Transit agencies spend big on lobbying at state level, study finds
BY STEPHEN DI BENEDETTTO Staff Reporteremail@example.com June 9, 2011 6:28PM
SPRINGFIELD — Led by Chicago’s transit agencies, spending on state lobbying by local governments and other public bodies jumped 14 percent in 2010, according to a report released Thursday by a prominent government watchdog.
The increase to nearly $7.5 million comes at a time when cities and counties are looking to preserve their share of state dollars during an era of austerity at the Capitol.
“Certainly the state budget is a mess, and a lot of municipalities are worried their state taxes might be cut. I think that it’s driving a lot of it,” said David Morrison, deputy director of the Illinois Campaign for Political Reform, which authored the report.
The Regional Transportation Authority and its service boards, including the Chicago Transit Authority, Metra and Pace, made up a sizeable chunk of the $7.5 million total — spending just under $1.03 million on lobbyists. The CTA accounted for more than $370,000 of that transit total.

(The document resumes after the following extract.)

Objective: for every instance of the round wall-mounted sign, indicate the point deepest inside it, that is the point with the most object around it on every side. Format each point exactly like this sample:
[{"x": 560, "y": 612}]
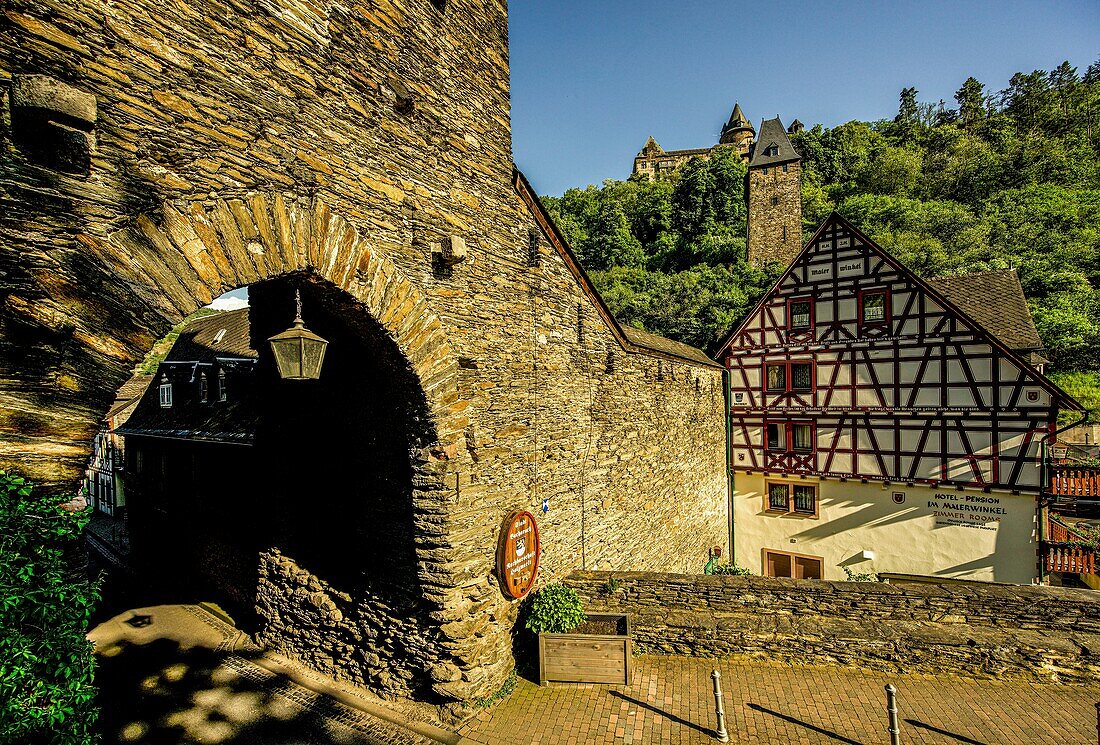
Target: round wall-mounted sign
[{"x": 517, "y": 555}]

RTA spokeswoman Diane Palmer argued her agency’s lobbying endeavors are necessary to ensuring agencies receive what they need from the state. RTA lobbyists helped pass the $31-billion capital projects bill in 2009 and help defeat sales-tax legislation this year that would have cost millions of dollars a year for RTA and its service boards.
“Federal and state lobbyists that we work with effectively supplement agency staff’s advocacy work to advance transit policies and funding that are beneficial to our transit system’s 2 million daily riders and our region’s economy,” Palmer said.
Aside from the RTA and its service boards, the Chicago Board of Education and the City Colleges of Chicago spent the most, doling out $211,000 and $192,000 respectively. The Metropolitan Pier and Exposition Authority spent $136,667 on lobbying in Springfield, the group found.
Chicago spent $26,000 on lobbyists, which was the same as in 2009.
Overall, local governments spent $900,000 more on lobbyists from 2009 to 2010, the group reported.
Using the state’s open-records law, the organization obtained lobbying contracts from 141 local governments for work performed by 77 lobbying entities between July 1, 2009 and June 30, 2010.
The Springfield lobbying firm with the most local government contracts is Illinois Governmental Consulting Group, which was paid more than $379,000 during the period. It represents McPier, Pace, Bridgeview, Norridge and the Illinois Housing Development Authority.
The group wants to see more disclosure, such as revealing contract terms and what lobbyists are paid. Lobbyists now must only disclose how much they spend wining and dining legislators and broadly what topic was discussed.
The group’s report can be viewed at www.ilcampaign.org.